NOTE 13. SUBSEQUENT EVENTS

In May 2021, the Company’s Board of Directors unanimously approved a plan to pursue a separation of the Company into two independent, publicly traded companies, expected to be structured as a tax-free spin-off of the Company’s B2B related operations, as further described below. Each company is expected to have a unique and highly focused strategy and investment profile, as follows:

 

ODP – a leading provider of retail consumer and small business products and services distributed via approximately 1,100 Office Depot and OfficeMax retail locations and an eCommerce presence, officedepot.com; and

 

NewCo – a leading B2B solutions provider serving small, medium and enterprise level companies, mainly consisting of the contract sales channel of the Business Solutions Division, which includes operations in Canada and the independent regional office supply distribution businesses within the U.S. that the Company has been acquiring since 2017. NewCo will also own the newly formed B2B digital platform technology business, including BuyerQuest, as well as  the Company’s global sourcing office, and its other sourcing, supply chain and logistics assets.

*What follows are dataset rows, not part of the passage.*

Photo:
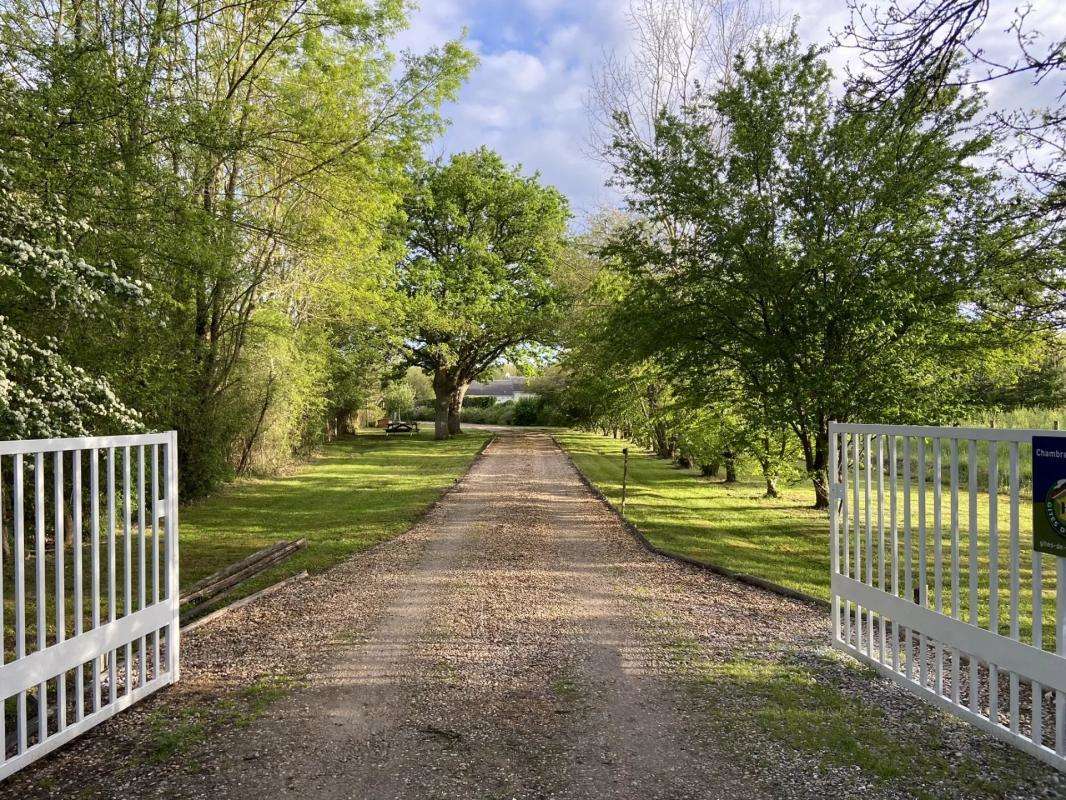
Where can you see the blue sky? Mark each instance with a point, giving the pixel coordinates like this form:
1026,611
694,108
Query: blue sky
527,98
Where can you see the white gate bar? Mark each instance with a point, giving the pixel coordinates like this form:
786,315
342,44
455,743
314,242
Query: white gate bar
992,574
1015,584
908,569
80,443
955,609
893,523
971,469
19,558
1038,665
60,657
60,588
39,596
79,681
937,622
883,642
1022,435
44,664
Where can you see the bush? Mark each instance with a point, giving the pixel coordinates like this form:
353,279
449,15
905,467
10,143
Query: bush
527,411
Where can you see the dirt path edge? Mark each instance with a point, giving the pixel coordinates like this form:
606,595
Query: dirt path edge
753,580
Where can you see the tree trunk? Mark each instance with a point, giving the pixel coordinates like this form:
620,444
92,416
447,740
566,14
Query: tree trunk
455,410
816,456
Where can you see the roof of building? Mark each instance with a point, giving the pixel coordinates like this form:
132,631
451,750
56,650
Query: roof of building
499,387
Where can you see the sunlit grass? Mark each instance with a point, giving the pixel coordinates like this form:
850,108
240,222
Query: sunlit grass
356,493
786,541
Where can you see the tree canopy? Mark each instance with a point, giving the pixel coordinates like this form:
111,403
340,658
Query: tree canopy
478,272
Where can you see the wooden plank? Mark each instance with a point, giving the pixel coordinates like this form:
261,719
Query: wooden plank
236,568
193,624
261,565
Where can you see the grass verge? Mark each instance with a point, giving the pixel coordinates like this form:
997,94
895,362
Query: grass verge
356,493
785,541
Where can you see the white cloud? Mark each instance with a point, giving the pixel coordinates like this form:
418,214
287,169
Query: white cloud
527,98
521,70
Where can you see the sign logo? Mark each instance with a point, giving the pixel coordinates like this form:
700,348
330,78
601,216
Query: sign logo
1054,507
1049,494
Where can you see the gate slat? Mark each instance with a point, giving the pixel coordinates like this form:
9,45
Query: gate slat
908,570
938,555
60,558
858,540
881,541
41,597
845,527
3,630
869,539
1061,650
112,580
1015,568
994,573
94,547
142,565
922,561
19,565
67,638
895,547
79,675
155,549
955,653
128,560
971,470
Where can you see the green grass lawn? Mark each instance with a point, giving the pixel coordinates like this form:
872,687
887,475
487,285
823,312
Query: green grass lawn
354,494
786,541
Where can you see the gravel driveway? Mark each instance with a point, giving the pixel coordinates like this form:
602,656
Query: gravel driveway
516,643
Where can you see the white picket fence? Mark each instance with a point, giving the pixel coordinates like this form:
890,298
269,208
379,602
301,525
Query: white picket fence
91,579
923,570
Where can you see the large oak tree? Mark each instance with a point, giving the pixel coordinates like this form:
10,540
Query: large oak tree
482,244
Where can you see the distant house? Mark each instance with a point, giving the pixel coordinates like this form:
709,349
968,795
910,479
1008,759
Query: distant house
501,389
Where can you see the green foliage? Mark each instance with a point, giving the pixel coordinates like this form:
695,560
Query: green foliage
46,291
249,179
808,261
478,275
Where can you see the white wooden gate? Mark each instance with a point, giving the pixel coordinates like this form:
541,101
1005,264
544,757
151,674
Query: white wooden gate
90,585
935,581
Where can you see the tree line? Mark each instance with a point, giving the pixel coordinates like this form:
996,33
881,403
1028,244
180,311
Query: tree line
216,217
792,254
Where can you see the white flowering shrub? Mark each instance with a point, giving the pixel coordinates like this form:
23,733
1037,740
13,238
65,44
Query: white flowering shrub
42,393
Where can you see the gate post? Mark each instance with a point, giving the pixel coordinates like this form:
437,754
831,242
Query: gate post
834,523
173,633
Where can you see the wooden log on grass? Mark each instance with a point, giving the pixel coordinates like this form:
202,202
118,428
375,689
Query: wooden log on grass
233,574
191,621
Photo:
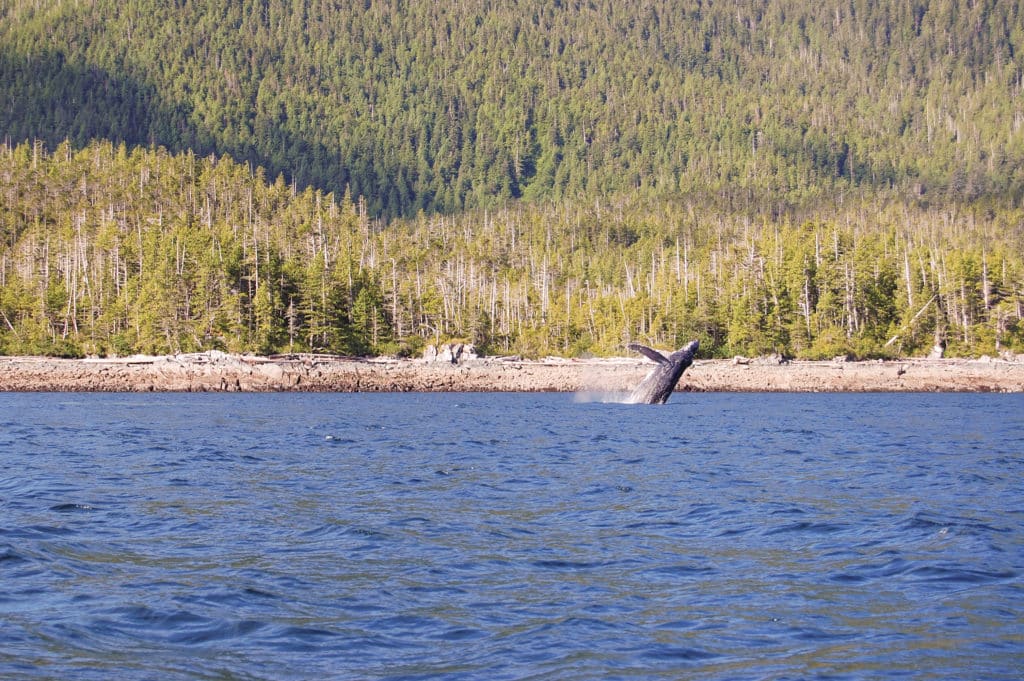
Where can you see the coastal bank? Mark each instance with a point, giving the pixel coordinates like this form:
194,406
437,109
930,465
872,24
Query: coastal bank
212,372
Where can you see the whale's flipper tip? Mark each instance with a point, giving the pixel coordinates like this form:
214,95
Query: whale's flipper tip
648,352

The separation is expected to allow ODP and NewCo to pursue market opportunities, accelerate growth and improve value for shareholders and stakeholders. While ODP and NewCo will be separate, independent companies, they will share commercial agreements that will allow them to continue to leverage scale benefits in such areas as product sourcing and supply chain.

 The separation is expected to occur through a tax-free stock dividend of shares of NewCo to ODP’s shareholders as of a record date to be determined by the Company’s board of directors, after which ODP shareholders will own 100% of the equity in both of the publicly traded companies. The separation is intended to be completed during the first half of 2022, subject to customary conditions, including final approval by the Company’s Board of Directors, opinions from tax counsel and a favorable ruling by the IRS on the tax-free nature of the transaction to the Company and to its shareholders, the filing and effectiveness of a registration statement with the U.S. Securities and Exchange Commission, the approved listing of NewCo’s common stock on a national securities exchange and the completion of any necessary financings. There can be no assurances regarding the ultimate timing of the separation or that the transaction will be completed.